Science Journal Winter 2026 Artificial Intelligence.
science-journal

Foundational Questions in Machine Learning: How to Compare Distributional Data

23 January 2026
Image
Jia Li sits in front of computer while a student points at screen
Jia Li consults with graduate students Sebastian Pena (middle) and Evgenii Kuriabov. Credit: Michelle Bixby

At its core, machine learning, whether supervised or unsupervised, helps identify patterns in data. In order to make mathematical comparisons among data points, an algorithm often relies on the notion of distance between them.

“When we talk about distance between two points, for example in inches or dollars or degrees of temperature, we usually think about multidimensional measurements that are treated as vectors—with both magnitude and direction—in what statisticians call the Euclidean space,” said Jia Li, professor of statistics. “But what happens when, instead of single data points, we are comparing groups of data points, or measuring the difference in how they are distributed? One increasingly popular measure of distance between distributions is called Wasserstein distance.”

The original mathematical problems motivating the metric date back to eighteenth-century France and deal with the optimization of transporting something of interest from multiple source locations to multiple destinations. The exploration of this “optimal transport” problem in different contexts has earned the metric several names, including the Kantorovich-Rubinstein metric, Mallows distance in statistics, and since the late 1990s, the Earth Mover’s Distance in computer vision. In 1969, Leonid Vaserstein, professor emeritus of mathematics at Penn State, explored the idea in the context of mathematical game theory, earning the metric the name Wasserstein distance based on an alternate spelling of his name.

“Say you measured a variety of characteristics from 100 children in different geographic regions, including their height,” Li said. “One region might have a lot of children of similar heights except for a few very tall kids, while another region might have a larger variation in this trait but without any extreme cases. When it comes to height, you could represent each region by one number, such as the average, but important distributional information can be lost. Additionally, a very small number of particularly tall or particularly short children—statistical outliers—can skew that number.”

According to Li, several metrics exist to compare distributions of data. Because the calculation of the Wasserstein distance involves optimal transport and is relatively intensive, an alternative called Kullback-Leibler (KL) divergence has been widely used in many machine learning algorithms.

“As computational power in terms of both hardware and software has improved, the Wasserstein distance has become more popular over the last 15 years,” Li said. “It has several advantages over KL divergence and is easy to interpret. The metric used by a machine learning algorithm also profoundly affects the final model.”

Li originally became interested in comparing distributions 20 years ago as a way to assess the similarity of images.

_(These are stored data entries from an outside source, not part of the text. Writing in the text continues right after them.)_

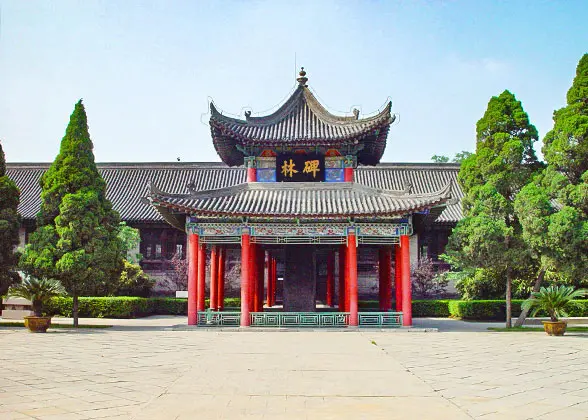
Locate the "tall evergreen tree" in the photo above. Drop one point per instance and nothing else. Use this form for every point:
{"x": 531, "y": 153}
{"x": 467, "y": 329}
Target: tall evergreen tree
{"x": 489, "y": 236}
{"x": 9, "y": 224}
{"x": 553, "y": 209}
{"x": 76, "y": 240}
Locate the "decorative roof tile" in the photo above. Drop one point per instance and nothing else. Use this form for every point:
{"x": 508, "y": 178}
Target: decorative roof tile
{"x": 127, "y": 183}
{"x": 287, "y": 200}
{"x": 301, "y": 121}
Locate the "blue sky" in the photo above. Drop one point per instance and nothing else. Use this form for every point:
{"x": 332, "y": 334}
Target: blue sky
{"x": 147, "y": 69}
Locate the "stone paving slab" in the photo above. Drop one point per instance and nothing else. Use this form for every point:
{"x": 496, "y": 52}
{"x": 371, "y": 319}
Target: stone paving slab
{"x": 130, "y": 373}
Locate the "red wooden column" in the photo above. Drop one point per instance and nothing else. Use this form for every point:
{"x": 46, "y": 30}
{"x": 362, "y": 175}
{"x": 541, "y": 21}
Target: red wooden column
{"x": 201, "y": 306}
{"x": 260, "y": 276}
{"x": 221, "y": 279}
{"x": 397, "y": 278}
{"x": 274, "y": 279}
{"x": 270, "y": 282}
{"x": 330, "y": 278}
{"x": 405, "y": 280}
{"x": 192, "y": 278}
{"x": 254, "y": 298}
{"x": 348, "y": 174}
{"x": 245, "y": 277}
{"x": 351, "y": 277}
{"x": 382, "y": 279}
{"x": 387, "y": 280}
{"x": 214, "y": 278}
{"x": 251, "y": 171}
{"x": 342, "y": 261}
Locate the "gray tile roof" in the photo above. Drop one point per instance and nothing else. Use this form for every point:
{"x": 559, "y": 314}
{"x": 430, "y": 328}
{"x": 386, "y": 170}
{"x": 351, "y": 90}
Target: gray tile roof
{"x": 286, "y": 200}
{"x": 127, "y": 183}
{"x": 301, "y": 121}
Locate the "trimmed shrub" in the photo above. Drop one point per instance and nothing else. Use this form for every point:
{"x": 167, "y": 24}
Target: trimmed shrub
{"x": 131, "y": 307}
{"x": 430, "y": 308}
{"x": 482, "y": 310}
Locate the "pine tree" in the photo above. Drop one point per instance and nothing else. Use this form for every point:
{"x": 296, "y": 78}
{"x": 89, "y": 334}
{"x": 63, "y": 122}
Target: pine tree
{"x": 489, "y": 236}
{"x": 9, "y": 225}
{"x": 76, "y": 240}
{"x": 553, "y": 209}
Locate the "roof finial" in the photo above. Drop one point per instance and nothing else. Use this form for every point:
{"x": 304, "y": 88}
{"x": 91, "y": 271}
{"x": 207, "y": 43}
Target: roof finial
{"x": 302, "y": 79}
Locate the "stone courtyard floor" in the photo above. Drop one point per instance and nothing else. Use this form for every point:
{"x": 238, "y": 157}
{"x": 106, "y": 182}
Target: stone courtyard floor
{"x": 142, "y": 370}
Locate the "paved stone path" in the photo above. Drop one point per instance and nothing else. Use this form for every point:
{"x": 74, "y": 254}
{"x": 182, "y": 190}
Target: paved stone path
{"x": 179, "y": 374}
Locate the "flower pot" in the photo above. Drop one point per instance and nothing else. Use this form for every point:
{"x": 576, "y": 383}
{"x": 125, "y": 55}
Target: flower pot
{"x": 37, "y": 323}
{"x": 555, "y": 328}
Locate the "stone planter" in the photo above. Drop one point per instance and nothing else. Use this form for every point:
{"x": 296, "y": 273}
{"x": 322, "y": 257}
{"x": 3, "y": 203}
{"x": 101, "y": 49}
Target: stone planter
{"x": 37, "y": 323}
{"x": 557, "y": 328}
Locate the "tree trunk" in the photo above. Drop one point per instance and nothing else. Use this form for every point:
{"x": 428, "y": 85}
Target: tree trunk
{"x": 508, "y": 298}
{"x": 75, "y": 309}
{"x": 523, "y": 316}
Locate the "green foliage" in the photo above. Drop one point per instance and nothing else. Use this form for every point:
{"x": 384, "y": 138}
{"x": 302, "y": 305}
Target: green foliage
{"x": 133, "y": 281}
{"x": 430, "y": 308}
{"x": 458, "y": 158}
{"x": 439, "y": 159}
{"x": 77, "y": 236}
{"x": 553, "y": 209}
{"x": 566, "y": 145}
{"x": 555, "y": 300}
{"x": 131, "y": 307}
{"x": 9, "y": 225}
{"x": 461, "y": 156}
{"x": 482, "y": 310}
{"x": 426, "y": 281}
{"x": 38, "y": 291}
{"x": 124, "y": 307}
{"x": 130, "y": 238}
{"x": 489, "y": 237}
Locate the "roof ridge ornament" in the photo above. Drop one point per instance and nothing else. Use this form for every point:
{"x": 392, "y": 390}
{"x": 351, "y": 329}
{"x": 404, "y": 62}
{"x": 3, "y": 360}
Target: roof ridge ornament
{"x": 302, "y": 79}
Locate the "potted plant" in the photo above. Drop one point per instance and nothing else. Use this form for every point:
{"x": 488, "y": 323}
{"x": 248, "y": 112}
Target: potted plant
{"x": 38, "y": 291}
{"x": 555, "y": 300}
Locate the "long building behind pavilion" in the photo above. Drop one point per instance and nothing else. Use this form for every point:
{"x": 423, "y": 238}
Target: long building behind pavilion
{"x": 301, "y": 192}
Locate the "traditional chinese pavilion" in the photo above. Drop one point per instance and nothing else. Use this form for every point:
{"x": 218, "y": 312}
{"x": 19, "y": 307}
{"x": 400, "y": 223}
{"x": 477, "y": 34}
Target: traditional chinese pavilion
{"x": 300, "y": 204}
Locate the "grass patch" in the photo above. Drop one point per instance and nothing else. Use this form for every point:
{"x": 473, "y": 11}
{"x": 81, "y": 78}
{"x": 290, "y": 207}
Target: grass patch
{"x": 83, "y": 326}
{"x": 535, "y": 329}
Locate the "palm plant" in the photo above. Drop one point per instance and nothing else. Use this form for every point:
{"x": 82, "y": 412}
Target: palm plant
{"x": 555, "y": 300}
{"x": 38, "y": 291}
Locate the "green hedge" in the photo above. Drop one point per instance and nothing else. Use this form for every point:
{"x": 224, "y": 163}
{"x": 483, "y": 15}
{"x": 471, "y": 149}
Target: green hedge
{"x": 482, "y": 309}
{"x": 131, "y": 307}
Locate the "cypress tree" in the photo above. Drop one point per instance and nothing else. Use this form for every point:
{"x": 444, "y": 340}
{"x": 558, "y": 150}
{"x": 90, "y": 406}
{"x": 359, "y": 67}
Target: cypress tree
{"x": 553, "y": 209}
{"x": 76, "y": 240}
{"x": 9, "y": 225}
{"x": 489, "y": 236}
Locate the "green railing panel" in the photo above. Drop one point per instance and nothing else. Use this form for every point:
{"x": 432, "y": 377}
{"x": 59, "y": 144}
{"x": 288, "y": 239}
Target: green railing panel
{"x": 380, "y": 319}
{"x": 219, "y": 319}
{"x": 299, "y": 319}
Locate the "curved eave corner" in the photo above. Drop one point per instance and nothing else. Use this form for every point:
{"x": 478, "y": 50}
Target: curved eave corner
{"x": 176, "y": 220}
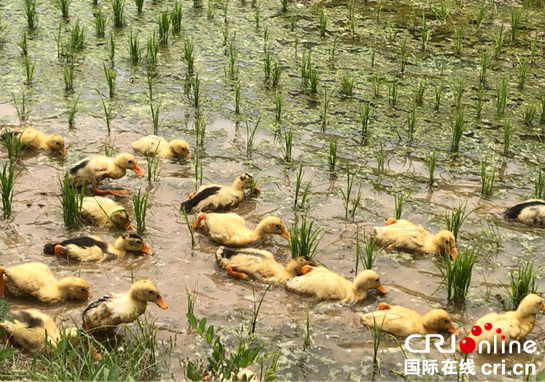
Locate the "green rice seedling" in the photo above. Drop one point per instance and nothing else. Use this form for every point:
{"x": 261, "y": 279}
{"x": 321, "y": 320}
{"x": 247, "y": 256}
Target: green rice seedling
{"x": 72, "y": 109}
{"x": 30, "y": 14}
{"x": 176, "y": 17}
{"x": 364, "y": 113}
{"x": 430, "y": 164}
{"x": 164, "y": 27}
{"x": 305, "y": 239}
{"x": 501, "y": 96}
{"x": 457, "y": 273}
{"x": 400, "y": 199}
{"x": 529, "y": 114}
{"x": 110, "y": 75}
{"x": 118, "y": 11}
{"x": 100, "y": 24}
{"x": 22, "y": 107}
{"x": 458, "y": 126}
{"x": 523, "y": 283}
{"x": 278, "y": 101}
{"x": 487, "y": 178}
{"x": 71, "y": 202}
{"x": 140, "y": 205}
{"x": 333, "y": 144}
{"x": 251, "y": 133}
{"x": 523, "y": 66}
{"x": 189, "y": 55}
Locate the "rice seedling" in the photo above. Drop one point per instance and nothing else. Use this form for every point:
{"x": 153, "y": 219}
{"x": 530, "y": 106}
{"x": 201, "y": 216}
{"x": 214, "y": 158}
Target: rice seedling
{"x": 251, "y": 133}
{"x": 400, "y": 198}
{"x": 458, "y": 126}
{"x": 305, "y": 239}
{"x": 100, "y": 24}
{"x": 118, "y": 10}
{"x": 21, "y": 107}
{"x": 140, "y": 205}
{"x": 501, "y": 96}
{"x": 164, "y": 27}
{"x": 487, "y": 178}
{"x": 457, "y": 273}
{"x": 176, "y": 17}
{"x": 522, "y": 282}
{"x": 71, "y": 202}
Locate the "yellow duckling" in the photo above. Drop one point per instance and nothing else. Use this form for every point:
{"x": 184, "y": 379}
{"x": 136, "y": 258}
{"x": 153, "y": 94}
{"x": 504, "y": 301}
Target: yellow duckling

“To capture the rich information in images, we represented each by a distribution of pixel-level characteristics, and that’s where the Wasserstein distance comes into play,” she said. “I developed algorithms to cluster images using the Wasserstein distance, and a core challenge in this task is the computation of the Wasserstein barycenter, which is a type of center or average of a set of distributions.”

More recently, Li has investigated how to extend the standard framework of optimal transport to help analyze genomic data with heterogeneity, for instance inconsistencies that might arise from different data sources. She is also exploring how to develop dimension reduction techniques under the Wasserstein metric to address statistical challenges in large datasets.

“Dimension reduction is a well-explored area of research, but most research efforts have focused on vector data, and much less attention has been given to distributional data,” Li said. “In general, the optimization problem is more difficult because the calculation of the Wasserstein distance itself requires a level of optimization.”

Looking to the future, Li anticipates that AI will become increasingly embedded in scientific inquiry, particularly in areas where data are complex and heterogeneous, a mode of research referred to by some as "vertical AI." Developing frameworks that can characterize differences between distributions will be an important part of this evolution.

“Universities with strong interdisciplinary environments provide an ideal setting for this type of work,” she said. “Much like electricity and computing, AI is on a path to becoming part of the basic infrastructure of science and society, shaping the ways researchers analyze data, generate insights, and pursue new questions.”

 

Editor's Note: This story is part of a larger feature about artificial intelligence developed for the Winter 2026 issue of the Eberly College of Science Science Journal.